We say a partition $\mathcal{P} = \{X_1, X_2 \cdots X_k\}$ is $\textit{balanced}$ if there exists a positive integer $\ell$ such that $\ell = |X_i|$ for all indices $i$. This number $\ell$ is then called the $\textit{proportion}$ of $\mathcal{P}$ and we have the obvious relation $|X| = \ell k$.
Finally, we say a set $T \subset X$ is a $\textit{traversal}$ of a partition $\mathcal{P} = \{X_1, X_2 \cdots X_k\}$ if it is the image of some function $f:\mathcal{P} \to X$ with the property $f(x) \in x$ for any $x \in \mathcal{P}$. 

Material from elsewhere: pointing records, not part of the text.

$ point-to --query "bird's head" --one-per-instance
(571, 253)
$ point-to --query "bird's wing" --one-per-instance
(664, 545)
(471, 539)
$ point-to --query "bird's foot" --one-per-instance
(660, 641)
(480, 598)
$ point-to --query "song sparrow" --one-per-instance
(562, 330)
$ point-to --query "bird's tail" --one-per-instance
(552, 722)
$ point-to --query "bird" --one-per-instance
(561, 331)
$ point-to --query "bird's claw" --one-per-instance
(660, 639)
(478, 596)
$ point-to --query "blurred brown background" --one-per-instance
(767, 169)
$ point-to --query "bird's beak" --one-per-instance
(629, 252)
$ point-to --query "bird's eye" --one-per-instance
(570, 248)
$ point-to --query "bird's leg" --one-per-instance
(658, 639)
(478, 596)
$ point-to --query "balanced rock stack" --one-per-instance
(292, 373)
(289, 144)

Conjecture: If $\mathcal{P}_1, \mathcal{P}_2$ are any two balanced partitions of $X$ with the same proportion (say $\ell$), there exists a $T \subset X$ which is a traversal for both $\mathcal{P}_1$ and $\mathcal{P}_2$ (i.e., a simultaneous traversal). 

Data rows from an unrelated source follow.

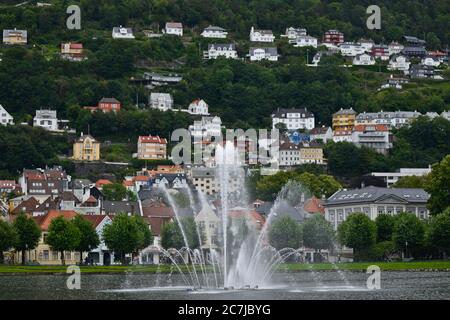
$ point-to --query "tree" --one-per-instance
(88, 236)
(438, 185)
(439, 233)
(125, 235)
(385, 227)
(8, 238)
(409, 233)
(63, 235)
(358, 232)
(318, 233)
(114, 192)
(411, 182)
(172, 237)
(285, 233)
(28, 234)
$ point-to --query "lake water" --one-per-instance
(298, 286)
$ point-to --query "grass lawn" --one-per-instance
(353, 266)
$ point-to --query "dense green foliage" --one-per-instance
(438, 185)
(88, 236)
(318, 233)
(8, 238)
(285, 232)
(172, 236)
(126, 234)
(358, 232)
(63, 235)
(28, 234)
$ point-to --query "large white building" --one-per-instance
(305, 41)
(198, 106)
(175, 28)
(294, 119)
(258, 54)
(46, 119)
(392, 177)
(207, 127)
(214, 32)
(261, 35)
(374, 201)
(351, 49)
(221, 50)
(399, 62)
(161, 101)
(122, 33)
(5, 117)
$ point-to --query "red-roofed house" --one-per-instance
(72, 51)
(152, 148)
(106, 105)
(376, 137)
(101, 182)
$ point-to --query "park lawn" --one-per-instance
(362, 266)
(290, 267)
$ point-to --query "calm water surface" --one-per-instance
(297, 286)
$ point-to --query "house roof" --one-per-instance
(314, 205)
(174, 25)
(282, 112)
(115, 207)
(272, 51)
(45, 220)
(27, 206)
(373, 194)
(101, 182)
(109, 100)
(152, 139)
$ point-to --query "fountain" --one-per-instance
(241, 257)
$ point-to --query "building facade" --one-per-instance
(152, 148)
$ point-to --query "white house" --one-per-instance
(261, 35)
(221, 50)
(293, 33)
(122, 33)
(294, 119)
(305, 41)
(366, 44)
(214, 32)
(258, 54)
(431, 61)
(175, 28)
(207, 127)
(395, 48)
(161, 101)
(399, 62)
(5, 117)
(351, 49)
(198, 106)
(363, 60)
(46, 119)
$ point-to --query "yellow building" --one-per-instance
(86, 148)
(311, 153)
(15, 37)
(344, 120)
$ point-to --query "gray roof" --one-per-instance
(115, 207)
(222, 46)
(345, 111)
(214, 28)
(281, 112)
(374, 194)
(268, 50)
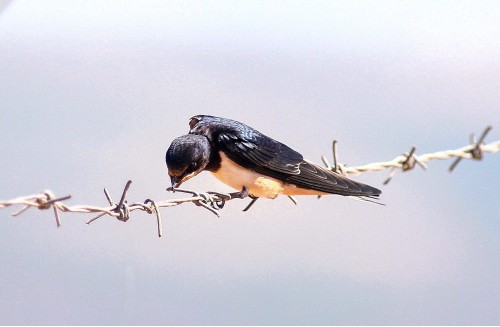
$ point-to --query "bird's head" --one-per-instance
(186, 157)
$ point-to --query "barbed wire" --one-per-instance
(214, 201)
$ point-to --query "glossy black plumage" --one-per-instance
(259, 153)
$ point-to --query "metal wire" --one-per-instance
(214, 202)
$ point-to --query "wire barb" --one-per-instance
(215, 202)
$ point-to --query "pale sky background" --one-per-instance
(93, 92)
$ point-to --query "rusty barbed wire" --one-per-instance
(214, 201)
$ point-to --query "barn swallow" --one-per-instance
(244, 158)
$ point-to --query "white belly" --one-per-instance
(257, 184)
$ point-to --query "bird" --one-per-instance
(248, 160)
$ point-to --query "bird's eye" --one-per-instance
(193, 121)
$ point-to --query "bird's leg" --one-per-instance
(240, 195)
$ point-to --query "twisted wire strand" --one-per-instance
(215, 202)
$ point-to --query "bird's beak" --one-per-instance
(176, 182)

Examples: $X=\{1,2,3,4,5,6\}$ and partitions $\mathcal{P}_1 = \{\{1,2\}, \{3,4\}, \{5,6\}\}$, and $\mathcal{P}_2 = \{\{1,6\}, \{3,5\}, \{4,2\}\}$. Then $T=\{1,4,5\}$ is a simultaneous traversal. 
Context: This arises as a generalization of a group theory problem. Specifically, if one has a group $G$ and a (not necessarily normal) subgroup $H$, then one can find a set $T \subset G$ which is a set of representatives for both the left and right cosets of $H$. The proof for this specific claim which I'm aware of uses group-theoretical concepts, so I'm not sure if it can be generalized to solve the above conjecture. Perhaps, in solving the more general problem, Hall's marriage theorem might be useful, although I have not been able to get this to work. 
 A: The existence of a simultaneous traversal is equivalent to the following statement:

Let $\mathcal P_1$ and $\mathcal P_2$ be two balanced traversals of the same proportion $\ell$. Then, there exists a bijection $f:\mathcal P_1\rightarrow \mathcal P_2$ such that $X_i\cap f(X_i)\neq \emptyset$ for all $X_i\in \mathcal P_1$.

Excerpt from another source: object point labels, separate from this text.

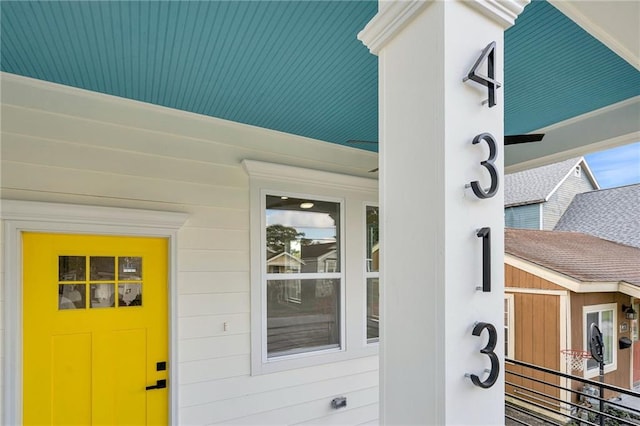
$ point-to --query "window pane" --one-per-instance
(373, 308)
(506, 329)
(592, 318)
(102, 295)
(129, 295)
(130, 268)
(606, 327)
(302, 315)
(71, 296)
(302, 235)
(71, 268)
(373, 245)
(103, 268)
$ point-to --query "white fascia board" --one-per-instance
(77, 214)
(260, 169)
(545, 273)
(569, 283)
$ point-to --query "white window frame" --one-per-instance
(352, 191)
(370, 274)
(298, 277)
(509, 327)
(614, 340)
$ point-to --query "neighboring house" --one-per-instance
(556, 285)
(319, 257)
(282, 263)
(612, 214)
(537, 198)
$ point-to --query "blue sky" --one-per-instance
(617, 166)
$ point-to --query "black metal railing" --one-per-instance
(545, 403)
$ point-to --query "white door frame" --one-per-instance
(31, 216)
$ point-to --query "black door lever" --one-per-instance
(160, 384)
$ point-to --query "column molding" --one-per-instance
(393, 17)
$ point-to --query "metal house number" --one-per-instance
(488, 54)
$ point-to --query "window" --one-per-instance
(304, 286)
(604, 317)
(509, 329)
(372, 263)
(308, 267)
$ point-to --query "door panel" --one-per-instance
(95, 326)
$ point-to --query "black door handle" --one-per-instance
(160, 384)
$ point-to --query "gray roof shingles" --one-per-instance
(612, 214)
(580, 256)
(535, 185)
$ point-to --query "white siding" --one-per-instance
(71, 146)
(557, 204)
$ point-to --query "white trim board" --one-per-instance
(570, 283)
(22, 216)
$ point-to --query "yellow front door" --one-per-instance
(95, 330)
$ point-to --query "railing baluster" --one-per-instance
(560, 408)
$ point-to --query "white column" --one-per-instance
(431, 256)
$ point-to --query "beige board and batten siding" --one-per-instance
(66, 145)
(537, 322)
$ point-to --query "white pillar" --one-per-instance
(431, 255)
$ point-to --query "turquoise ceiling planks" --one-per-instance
(554, 70)
(292, 66)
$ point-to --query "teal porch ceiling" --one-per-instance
(292, 66)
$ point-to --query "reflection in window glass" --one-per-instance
(71, 296)
(302, 315)
(302, 235)
(373, 241)
(71, 268)
(604, 319)
(372, 262)
(102, 268)
(102, 295)
(130, 268)
(373, 308)
(129, 295)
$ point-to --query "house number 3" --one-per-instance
(488, 351)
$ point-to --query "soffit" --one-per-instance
(294, 66)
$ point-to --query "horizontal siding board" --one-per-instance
(208, 370)
(31, 150)
(235, 387)
(213, 282)
(361, 406)
(178, 145)
(101, 151)
(191, 305)
(222, 411)
(213, 260)
(87, 182)
(94, 107)
(524, 217)
(213, 325)
(352, 415)
(217, 217)
(213, 239)
(213, 347)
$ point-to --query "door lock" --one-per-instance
(160, 384)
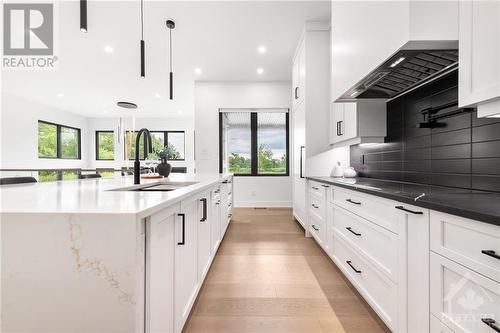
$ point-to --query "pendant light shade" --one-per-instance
(83, 15)
(143, 44)
(171, 26)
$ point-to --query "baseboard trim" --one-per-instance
(247, 204)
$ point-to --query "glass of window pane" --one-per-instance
(271, 143)
(47, 140)
(106, 146)
(69, 142)
(175, 141)
(238, 140)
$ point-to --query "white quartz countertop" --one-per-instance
(89, 196)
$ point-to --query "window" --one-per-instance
(104, 145)
(254, 143)
(58, 141)
(161, 139)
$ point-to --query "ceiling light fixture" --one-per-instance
(395, 63)
(170, 26)
(143, 44)
(83, 15)
(127, 105)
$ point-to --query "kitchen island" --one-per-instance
(105, 255)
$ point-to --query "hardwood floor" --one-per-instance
(267, 277)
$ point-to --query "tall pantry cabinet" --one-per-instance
(310, 107)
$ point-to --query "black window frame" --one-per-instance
(97, 145)
(165, 142)
(254, 163)
(58, 141)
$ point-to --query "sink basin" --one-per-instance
(162, 186)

To see the equivalence, just note that if we had such a bijection, we could choose elements of each set $X_i\cap f(X_i)$ to get a simultaneous traversal. Conversely, if we had a simultaneous traversal $T$, we can set $f(X_i)$ to be the element of $P_2$ containing the singleton $X_i\cap T$.
This statement is straightforwards to prove by Hall's Marriage Theorem. In particular, it becomes equivalent to the following marriage condition:

Any subset $S\subseteq \mathcal P_1$ has that $\bigcup S$ intersects at least $|S|$ elements of $\mathcal P_2$.

This is clear because $\bigcup S$ has $|S|\cdot \ell$ elements, so the elements of $\mathcal P_2$ intersecting $\bigcup S$ must cover at least $|S|\cdot \ell$ elements as well, so there must be at least $\ell$ of them.